The mixtures of LutR and DNA were incubated for at least 30 min on ice before the measurement. In the case of titration experiment with L-lactate, the protein and DNA were first incubated and subsequently diluted with L-lactate and the protein storage buffer (20 mM Tris·HCl, 250 mM NaCl, 0.02% (v/v) β-mercaptoethanol) up to final concentrations of 10 μM and 5 nM, respectively.

Analytical size-exclusion chromatography (SEC)

Analytical SEC experiments were performed on an FPLC Äkta Basic machine (Amersham Biosciences, Great Britain) and a Superdex 200 10/300 GL Tricorn column at room temperature. The elution profiles were monitored online at wavelengths of 280, 254 or 260, and 220 nm. The column was calibrated using Superdex 200 molecular-weight (MW) standards in PBS buffer (137 mM NaCl, 10 mM Na₂HPO₄, 1.8 mM KH₂PO₄m 2.7 mM KCl, pH 7.4). The MW standards were: thyroglobulin (670 000 Da), aldolase (158 000 Da), conalbumin (75 000 Da), carbonic anhydrase (29 000 Da), and ribonuclease A (13 700 Da)] or [thyroglobulin (670 000 Da), γ-globulin (158 000 Da), ovalbumin (44 000 Da), myoglobulin (17 000 Da), and vitamin B12 (1350 Da). The void volume was determined based on blue dextran.

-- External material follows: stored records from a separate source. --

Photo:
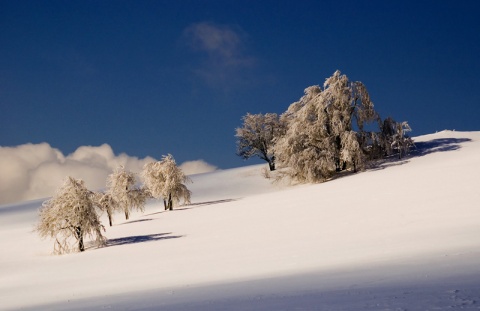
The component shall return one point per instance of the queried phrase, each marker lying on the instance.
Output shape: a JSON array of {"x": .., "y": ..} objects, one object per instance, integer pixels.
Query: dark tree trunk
[
  {"x": 79, "y": 234},
  {"x": 271, "y": 165},
  {"x": 110, "y": 219},
  {"x": 170, "y": 202}
]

LutR–DBD analyses were carried out in the PBS buffer as well. The protein concentration was always diluted to 3 mg ml⁻¹ (33.2 μM). The protein–DNA complex was mixed in a molar ratio of 2 : 1. The sample volume loaded onto the column was 100 μl in all instances.

The full-length LutR analyses were performed in the storage buffer (20 mM Tris·HCl, 250 mM NaCl, 0.02% (v/v) β-mercaptoethanol, pH 7.5). The protein concentration was always diluted to 2 mg ml⁻¹ (66.7 μM) and the DNA concentration was diluted to 50 μM. The protein–DNA complex was mixed in a molar ratio of 2 : 1.5. The concentration of L-lactate in the mixture was 50 mM. The sample volume loaded onto the column was 100 μl in all instances.

Microscale thermophoresis (MST)

MST experiments were performed in a Monolith NT.LabelFree MST instrument (Nanotemper Technologies) using Monolith NT.LabelFree capillaries. The LED (excitation) power and IR-laser (MST) power were set at 15% and 20%, respectively. Data were analyzed with MO.Affinity Analysis v2.3 software (NanoTemper Technologies).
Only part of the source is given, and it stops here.